Along with AACM colleagues Coco Elysses and JoVia Armstrong, Lombre is also a member of flautist Nicole Mitchell’s all-female quartet, Black Earth Sway. released an album 15 December. Drummer Armstrong brings his band Eunoia Society to the festival the day before Lombre’s set (January 6).

“We’re relaxed, down-to-earth, not too nervous. We are just ourselves and we have a common experience,” says Lombre. “I’m in my first few years playing with them, they have a lot of years left. But I fit right into the spirit.

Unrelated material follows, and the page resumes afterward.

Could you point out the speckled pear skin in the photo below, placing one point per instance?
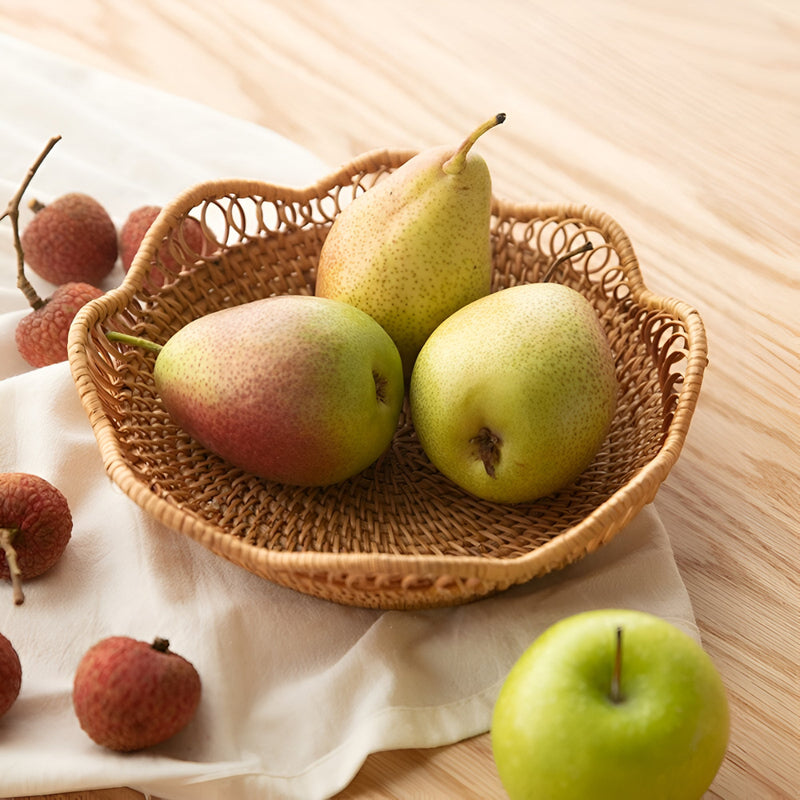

With a lineup that is both heavy and sufficiently eclectic, the Women’s Jazz Festival is quite self-recommending. Still, Brooks and Maddava acknowledge the challenge of getting Hey Nonny on the jazz-heads’ radar. So far they’ve spread the word through partners like jazz station WDCB and the Chicago Jazz Institute.

But if last year’s festival is any indication, people can come for all kinds of reasons. Many clients told Brooks and Maddava they were less interested in jazz than the possibility of a female-led lineup. A friend of Maddava’s and another “self-proclaimed jazz hater” attended Yoko Noge’s Jazz Me Blues set last year as a favor to his friend. A spontaneous conga line formed in the middle of that enthusiastic set.

Noge is coming back this year. So is that friend, this time his whole family is with him.

“So yeah,” Maddava says with a smile, “there’s a real appeal here, even for people who wouldn’t describe themselves as jazz fans.”

Hey Nonny Women’s Jazz Festival, Jan. 4-7 at Hey Nonny, 10 South Vail Ave., Arlington Heights (unless noted). A four-day pass is $120 heynonny.com

  • Yoko Noge’s Jazz Me Blues, January 4, 16:00-18:00, tickets $1
  • Sitarsys & Joan Hickey Quartet with Alexa Tarantino, January 4, 7:30-9:30pm, tickets $15-$48
  • The Mary Halm Project and Emily Kuhn’s Helios Project, January 5, 4-6 p.m., tickets $1
  • Marlene Rosenberg Quintet and Natalies Wood (a tribute to Rashaan Roland Kirk), January 5, 7:30-9:30 p.m., tickets $15-$48
  • Pamela York with Alexander/McLean Project & Affinity Trio, January 6, 16:00-18:00, tickets $1
  • Heirloom & Eunoia Society, January 6, 19:30-21:30, tickets $15-48
  • Meghan Stagl and Friends, January 7, 10am-2pm, free with brunch purchase
  • Alexis Lombre and Mary Halvorson’s Amaryllis Project, Jan. 7, 3-5 p.m. Metropolis Theatre, 111 W. Campbell Rd., Arlington Heights, tickets $10-$60

Hannah Edgar is a freelance critic.

The Rubin Institute of Music Criticism helps fund our classical music coverage. The Chicago Tribune retains editorial control over assignments and content.